Except it turns out there really is a ribbon of mysterious energy surrounding the solar system.
Next, we'll discover how to make dilithium.
For years, researchers have known that the solar system is surrounded by a vast bubble of magnetism. Called the "heliosphere," it springs from the sun and extends far beyond the orbit of Pluto, providing a first line of defense against cosmic rays and interstellar clouds that try to enter our local space. Although the heliosphere is huge and literally fills the sky, it emits no light and no one has actually seen it.

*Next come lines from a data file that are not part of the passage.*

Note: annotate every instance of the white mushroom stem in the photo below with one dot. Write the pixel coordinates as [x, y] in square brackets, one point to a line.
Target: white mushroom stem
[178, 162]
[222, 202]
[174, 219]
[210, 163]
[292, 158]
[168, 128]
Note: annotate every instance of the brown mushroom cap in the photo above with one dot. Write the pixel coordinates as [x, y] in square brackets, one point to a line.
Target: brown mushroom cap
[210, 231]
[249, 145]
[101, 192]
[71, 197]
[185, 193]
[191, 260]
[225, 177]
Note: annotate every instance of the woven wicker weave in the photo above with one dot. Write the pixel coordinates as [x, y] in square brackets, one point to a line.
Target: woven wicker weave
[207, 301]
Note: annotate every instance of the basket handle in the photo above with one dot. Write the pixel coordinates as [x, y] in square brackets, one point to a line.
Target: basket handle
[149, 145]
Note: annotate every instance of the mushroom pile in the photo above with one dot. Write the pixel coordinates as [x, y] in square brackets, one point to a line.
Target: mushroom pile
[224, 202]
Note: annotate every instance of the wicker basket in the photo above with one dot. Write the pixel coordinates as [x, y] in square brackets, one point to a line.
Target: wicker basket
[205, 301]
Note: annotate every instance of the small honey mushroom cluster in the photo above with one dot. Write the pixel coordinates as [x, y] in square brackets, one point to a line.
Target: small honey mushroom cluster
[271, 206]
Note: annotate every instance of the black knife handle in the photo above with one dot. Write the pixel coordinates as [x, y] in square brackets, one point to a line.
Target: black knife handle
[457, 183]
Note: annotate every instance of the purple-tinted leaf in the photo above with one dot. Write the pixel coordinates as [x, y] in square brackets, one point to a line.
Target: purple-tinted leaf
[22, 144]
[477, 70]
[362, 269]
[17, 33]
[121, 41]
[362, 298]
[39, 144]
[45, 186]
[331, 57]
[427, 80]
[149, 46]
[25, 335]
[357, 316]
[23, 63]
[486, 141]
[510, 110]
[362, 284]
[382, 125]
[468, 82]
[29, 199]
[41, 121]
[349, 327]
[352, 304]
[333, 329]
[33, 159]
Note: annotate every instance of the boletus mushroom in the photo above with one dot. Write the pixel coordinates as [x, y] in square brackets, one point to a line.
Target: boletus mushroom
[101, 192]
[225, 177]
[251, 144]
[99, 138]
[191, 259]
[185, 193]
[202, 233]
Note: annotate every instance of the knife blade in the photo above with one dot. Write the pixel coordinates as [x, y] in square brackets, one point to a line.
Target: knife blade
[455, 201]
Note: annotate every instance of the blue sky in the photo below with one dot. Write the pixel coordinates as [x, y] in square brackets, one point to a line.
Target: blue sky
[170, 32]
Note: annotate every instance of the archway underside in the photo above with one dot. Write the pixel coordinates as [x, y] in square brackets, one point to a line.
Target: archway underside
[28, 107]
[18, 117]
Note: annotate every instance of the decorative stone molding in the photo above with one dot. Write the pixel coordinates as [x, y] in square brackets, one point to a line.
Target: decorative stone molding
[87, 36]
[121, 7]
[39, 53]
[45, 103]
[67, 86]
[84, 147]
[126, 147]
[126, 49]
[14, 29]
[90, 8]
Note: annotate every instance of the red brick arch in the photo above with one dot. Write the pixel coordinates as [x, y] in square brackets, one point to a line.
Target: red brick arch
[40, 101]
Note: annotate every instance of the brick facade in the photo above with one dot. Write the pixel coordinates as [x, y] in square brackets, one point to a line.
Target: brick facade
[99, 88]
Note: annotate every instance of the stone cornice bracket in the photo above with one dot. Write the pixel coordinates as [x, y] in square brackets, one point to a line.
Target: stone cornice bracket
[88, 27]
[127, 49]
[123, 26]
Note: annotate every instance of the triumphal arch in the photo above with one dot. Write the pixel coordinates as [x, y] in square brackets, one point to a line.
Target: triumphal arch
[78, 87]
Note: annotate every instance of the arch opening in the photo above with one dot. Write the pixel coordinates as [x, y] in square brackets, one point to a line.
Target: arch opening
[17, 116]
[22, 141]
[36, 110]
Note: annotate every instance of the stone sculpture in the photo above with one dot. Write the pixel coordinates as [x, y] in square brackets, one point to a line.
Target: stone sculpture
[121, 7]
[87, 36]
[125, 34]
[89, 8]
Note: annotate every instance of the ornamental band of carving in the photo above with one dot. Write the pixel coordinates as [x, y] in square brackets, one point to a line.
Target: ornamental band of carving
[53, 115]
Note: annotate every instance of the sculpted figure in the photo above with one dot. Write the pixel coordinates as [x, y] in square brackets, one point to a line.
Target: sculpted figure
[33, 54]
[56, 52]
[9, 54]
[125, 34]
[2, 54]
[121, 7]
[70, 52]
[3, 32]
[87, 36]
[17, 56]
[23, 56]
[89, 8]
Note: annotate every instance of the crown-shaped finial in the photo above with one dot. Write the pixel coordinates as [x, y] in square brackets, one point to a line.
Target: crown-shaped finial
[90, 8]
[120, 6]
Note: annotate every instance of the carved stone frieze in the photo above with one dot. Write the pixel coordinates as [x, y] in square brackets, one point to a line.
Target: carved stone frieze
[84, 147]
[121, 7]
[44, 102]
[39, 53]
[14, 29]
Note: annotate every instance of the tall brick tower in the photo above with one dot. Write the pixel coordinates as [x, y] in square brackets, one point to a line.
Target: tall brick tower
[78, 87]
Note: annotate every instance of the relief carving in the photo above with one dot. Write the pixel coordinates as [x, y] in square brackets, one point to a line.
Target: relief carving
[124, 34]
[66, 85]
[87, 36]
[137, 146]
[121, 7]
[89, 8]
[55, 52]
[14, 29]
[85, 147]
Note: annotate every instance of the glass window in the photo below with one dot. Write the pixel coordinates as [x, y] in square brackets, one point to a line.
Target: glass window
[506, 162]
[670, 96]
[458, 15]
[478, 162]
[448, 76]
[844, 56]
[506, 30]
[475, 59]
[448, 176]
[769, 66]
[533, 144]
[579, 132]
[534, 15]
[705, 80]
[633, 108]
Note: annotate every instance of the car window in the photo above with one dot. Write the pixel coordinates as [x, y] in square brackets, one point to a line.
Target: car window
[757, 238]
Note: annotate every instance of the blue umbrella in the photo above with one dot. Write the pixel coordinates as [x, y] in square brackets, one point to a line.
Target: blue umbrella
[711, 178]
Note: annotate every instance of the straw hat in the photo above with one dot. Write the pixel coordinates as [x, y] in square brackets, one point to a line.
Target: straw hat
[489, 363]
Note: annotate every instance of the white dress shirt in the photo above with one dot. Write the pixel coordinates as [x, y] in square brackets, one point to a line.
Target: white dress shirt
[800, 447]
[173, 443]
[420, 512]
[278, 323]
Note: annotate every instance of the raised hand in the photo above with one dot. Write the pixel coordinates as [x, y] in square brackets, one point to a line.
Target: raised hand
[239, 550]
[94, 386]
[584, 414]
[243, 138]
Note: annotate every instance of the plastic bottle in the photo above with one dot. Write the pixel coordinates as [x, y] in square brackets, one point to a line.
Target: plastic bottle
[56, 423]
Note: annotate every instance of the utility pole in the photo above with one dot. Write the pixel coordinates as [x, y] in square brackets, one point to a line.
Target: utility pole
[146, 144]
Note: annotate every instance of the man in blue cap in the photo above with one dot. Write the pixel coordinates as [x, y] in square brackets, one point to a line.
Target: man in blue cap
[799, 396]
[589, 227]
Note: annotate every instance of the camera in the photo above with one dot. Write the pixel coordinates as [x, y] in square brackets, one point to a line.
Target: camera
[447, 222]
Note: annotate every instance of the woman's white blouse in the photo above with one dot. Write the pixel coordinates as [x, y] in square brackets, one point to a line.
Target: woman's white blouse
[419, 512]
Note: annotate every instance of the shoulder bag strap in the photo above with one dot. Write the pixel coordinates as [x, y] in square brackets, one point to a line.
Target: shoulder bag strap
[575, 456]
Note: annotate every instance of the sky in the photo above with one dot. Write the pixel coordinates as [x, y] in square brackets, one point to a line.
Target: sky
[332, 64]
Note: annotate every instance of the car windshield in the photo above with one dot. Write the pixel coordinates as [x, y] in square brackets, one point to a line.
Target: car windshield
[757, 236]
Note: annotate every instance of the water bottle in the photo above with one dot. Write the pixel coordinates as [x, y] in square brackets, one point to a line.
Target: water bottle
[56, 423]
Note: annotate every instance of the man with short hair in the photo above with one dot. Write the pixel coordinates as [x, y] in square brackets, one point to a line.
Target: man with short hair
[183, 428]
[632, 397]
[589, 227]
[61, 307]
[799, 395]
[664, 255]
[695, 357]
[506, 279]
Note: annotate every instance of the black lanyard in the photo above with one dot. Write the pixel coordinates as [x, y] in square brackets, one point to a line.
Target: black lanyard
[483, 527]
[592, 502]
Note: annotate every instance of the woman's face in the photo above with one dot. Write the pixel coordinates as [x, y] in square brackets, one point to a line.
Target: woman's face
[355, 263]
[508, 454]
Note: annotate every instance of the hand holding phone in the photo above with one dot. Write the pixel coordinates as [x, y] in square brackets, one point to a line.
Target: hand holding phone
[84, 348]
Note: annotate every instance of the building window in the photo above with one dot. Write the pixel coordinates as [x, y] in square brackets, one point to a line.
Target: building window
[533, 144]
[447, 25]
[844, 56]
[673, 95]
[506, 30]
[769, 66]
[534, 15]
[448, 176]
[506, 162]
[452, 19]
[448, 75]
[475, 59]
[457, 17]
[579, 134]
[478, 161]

NASA's IBEX (Interstellar Boundary Explorer) spacecraft has made the first all-sky maps of the heliosphere and the results have taken researchers by surprise. The maps are bisected by a bright, winding ribbon of unknown origin:
"This is a shocking new result," says IBEX principal investigator Dave McComas of the Southwest Research Institute. "We had no idea this ribbon existed--or what has created it. Our previous ideas about the outer heliosphere are going to have to be revised."
. . . One important clue: The ribbon runs perpendicular to the direction of the galactic magnetic field just outside the heliosphere, as shown in the illustration at right.
"That cannot be a coincidence," says McComas. But what does it mean? No one knows. "We're missing some fundamental aspect of the interaction between the heliosphere and the rest of the galaxy. Theorists are working like crazy to figure this out."